Born on October 5, 1929 in Shiloh, Alabama, Autherine Lucy was one of ten children in a family of farmers. Despite this modest background, Lucy would impact history as the first African American to integrate the University of Alabama. Lucy will also be remembered as the first black student in the history of desegregation to experience the anger of an organized mob.
Autherine Lucy attended high school at Linden Academy in Shiloh, graduating in 1947. She then attended historically-black Selma University in Selma, Alabama before transferring to another black institution, Miles College in Fairfield, Alabama. In 1952, Lucy graduated from Miles College with a B.A. in English. Lucy’s next educational goal was to obtain a master’s degree in education at the University of Alabama.

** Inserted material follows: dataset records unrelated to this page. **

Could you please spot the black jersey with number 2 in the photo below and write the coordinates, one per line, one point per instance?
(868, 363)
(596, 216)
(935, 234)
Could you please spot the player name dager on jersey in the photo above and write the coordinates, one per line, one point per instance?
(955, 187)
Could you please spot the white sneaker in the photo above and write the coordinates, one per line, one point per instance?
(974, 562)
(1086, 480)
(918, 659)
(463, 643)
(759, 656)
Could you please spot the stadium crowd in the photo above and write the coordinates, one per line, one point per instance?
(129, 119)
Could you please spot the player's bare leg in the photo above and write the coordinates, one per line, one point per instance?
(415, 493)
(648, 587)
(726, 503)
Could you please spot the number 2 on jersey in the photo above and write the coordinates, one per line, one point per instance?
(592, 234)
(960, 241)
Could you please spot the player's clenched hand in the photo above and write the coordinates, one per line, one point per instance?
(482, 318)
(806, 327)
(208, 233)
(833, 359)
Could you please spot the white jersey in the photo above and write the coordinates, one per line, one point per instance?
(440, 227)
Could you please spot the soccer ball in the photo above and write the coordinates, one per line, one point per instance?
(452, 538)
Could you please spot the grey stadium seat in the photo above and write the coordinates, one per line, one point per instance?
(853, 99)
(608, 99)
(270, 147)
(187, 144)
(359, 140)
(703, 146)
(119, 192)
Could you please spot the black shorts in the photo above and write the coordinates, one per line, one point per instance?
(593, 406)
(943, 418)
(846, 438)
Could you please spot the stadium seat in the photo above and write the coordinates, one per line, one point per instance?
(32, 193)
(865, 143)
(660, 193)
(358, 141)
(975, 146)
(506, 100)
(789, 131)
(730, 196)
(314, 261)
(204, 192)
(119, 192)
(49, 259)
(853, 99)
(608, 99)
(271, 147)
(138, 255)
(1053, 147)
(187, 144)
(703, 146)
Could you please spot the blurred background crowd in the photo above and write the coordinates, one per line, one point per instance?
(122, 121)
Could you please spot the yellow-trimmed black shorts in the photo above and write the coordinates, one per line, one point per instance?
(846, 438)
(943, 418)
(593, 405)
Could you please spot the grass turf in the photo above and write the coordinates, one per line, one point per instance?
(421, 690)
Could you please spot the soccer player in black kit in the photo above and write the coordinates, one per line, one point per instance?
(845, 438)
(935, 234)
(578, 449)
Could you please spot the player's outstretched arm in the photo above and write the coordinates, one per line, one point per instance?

Lucy’s decision to integrate the University of Alabama was met both with support and opposition from within the black community. She was praised by the Reverend Martin Luther King who declared, “Thank God, there are some people who can rise above the old and broken down thoughts of their parents, who can rise above their background and heredity.” However, Lucy’s own father, who received threats from his white neighbors, was publicly critical of her choice. “That girl’s grown, I raised her to know better. I always treated white people with respect. I always go to the back door,” he explained.

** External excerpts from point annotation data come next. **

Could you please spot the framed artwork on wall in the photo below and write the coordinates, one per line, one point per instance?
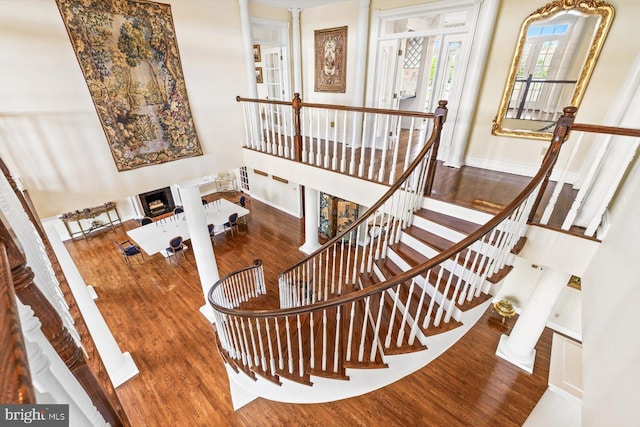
(331, 60)
(128, 54)
(257, 57)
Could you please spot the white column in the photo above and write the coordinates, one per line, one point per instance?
(200, 242)
(245, 24)
(52, 378)
(362, 39)
(310, 220)
(297, 61)
(477, 59)
(519, 347)
(120, 366)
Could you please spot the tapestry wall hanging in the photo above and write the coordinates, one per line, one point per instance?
(128, 53)
(331, 60)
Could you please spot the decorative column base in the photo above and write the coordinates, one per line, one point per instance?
(522, 362)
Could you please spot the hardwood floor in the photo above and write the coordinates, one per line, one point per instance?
(152, 310)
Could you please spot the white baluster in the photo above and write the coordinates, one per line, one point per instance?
(51, 375)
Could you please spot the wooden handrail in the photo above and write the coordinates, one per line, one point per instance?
(340, 107)
(15, 383)
(611, 130)
(440, 117)
(103, 394)
(558, 139)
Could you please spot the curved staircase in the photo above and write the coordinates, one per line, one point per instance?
(384, 298)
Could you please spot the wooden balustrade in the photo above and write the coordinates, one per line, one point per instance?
(53, 329)
(590, 169)
(331, 317)
(369, 143)
(15, 383)
(103, 394)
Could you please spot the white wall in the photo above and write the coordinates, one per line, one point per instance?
(280, 195)
(611, 295)
(520, 155)
(50, 135)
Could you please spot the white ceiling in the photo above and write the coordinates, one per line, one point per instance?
(300, 4)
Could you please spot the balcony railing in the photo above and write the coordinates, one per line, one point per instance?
(369, 143)
(331, 316)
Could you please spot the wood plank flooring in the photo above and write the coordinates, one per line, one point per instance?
(152, 310)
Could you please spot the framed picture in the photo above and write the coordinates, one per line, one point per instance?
(128, 53)
(331, 60)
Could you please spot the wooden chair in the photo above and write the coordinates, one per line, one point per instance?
(232, 223)
(128, 249)
(176, 246)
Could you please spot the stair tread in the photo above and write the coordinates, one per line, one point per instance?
(452, 222)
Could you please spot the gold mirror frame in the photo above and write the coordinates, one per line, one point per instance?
(586, 7)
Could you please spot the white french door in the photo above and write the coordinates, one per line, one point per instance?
(421, 58)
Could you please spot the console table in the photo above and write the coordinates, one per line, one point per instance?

Lucy and her classmate, a journalist and activist named Pollie Anne Myers, engaged in a series of legal proceedings lasting from 1953 until 1955. They were supported by Alabama attorney Arthur Shores along with Thurgood Marshall and Constance Baker Motley from the NAACP Legal Defense and Educational Fund. On June 29, 1955, the NAACP received a court order which prevented the University of Alabama from discriminating against applicants based on race. Although both women were legally allowed to enroll in the university, Myers was dismissed as unsuitable because she had a child out-of-wedlock before marriage. This left Lucy alone to run the gauntlet on her first day of class, February 3, 1956.
On February 6, hundreds of people descended on the university to protest Autherine Lucy’s enrollment. The mob, armed with rocks, eggs, and bricks, screamed racist epithets at Lucy and threatened her life. At one point, Lucy was hit in the back with an egg as she was ushered, under police escort, into an auditorium. Although physically separated from the mob, Lucy was still able to hear the jeers and the shouts of the crowd outside. Lucy remained in the auditorium for hours as the crowd outside taunted her. Eventually, Lucy was escorted from the building unharmed.
After attending the University of Alabama for just three days, Lucy was suspended by the board of trustees. Although ordered by a federal judge to reinstate Lucy, she was expelled at the end of February “for her protection and for the protection of other students and staff members.” Her attorneys unsuccessfully challenged the expulsion.
Shortly after the expulsion in 1956, Autherine Lucy married Hugh Foster, a minister. The couple had four children. Lucy’s expulsion was finally overturned in April 1988, and she enrolled at the University of Alabama again. In the spring of 1992, Lucy earned a master’s degree in elementary education.
To honor its first black student, the University of Alabama dedicated the Autherine Lucy Clock Tower in 2010. In 2019, the university awarded her an honorary doctorate. Sixty-six years after she was expelled from the University of Alabama, a building–once named for former governor and leader of the Ku Klux Klan, David Bibb Graves–was renamed Autherine Lucy Hall on February 25, 2022.
Autherine Lucy Foster passed away on March 2, 2022. She was 92 years old.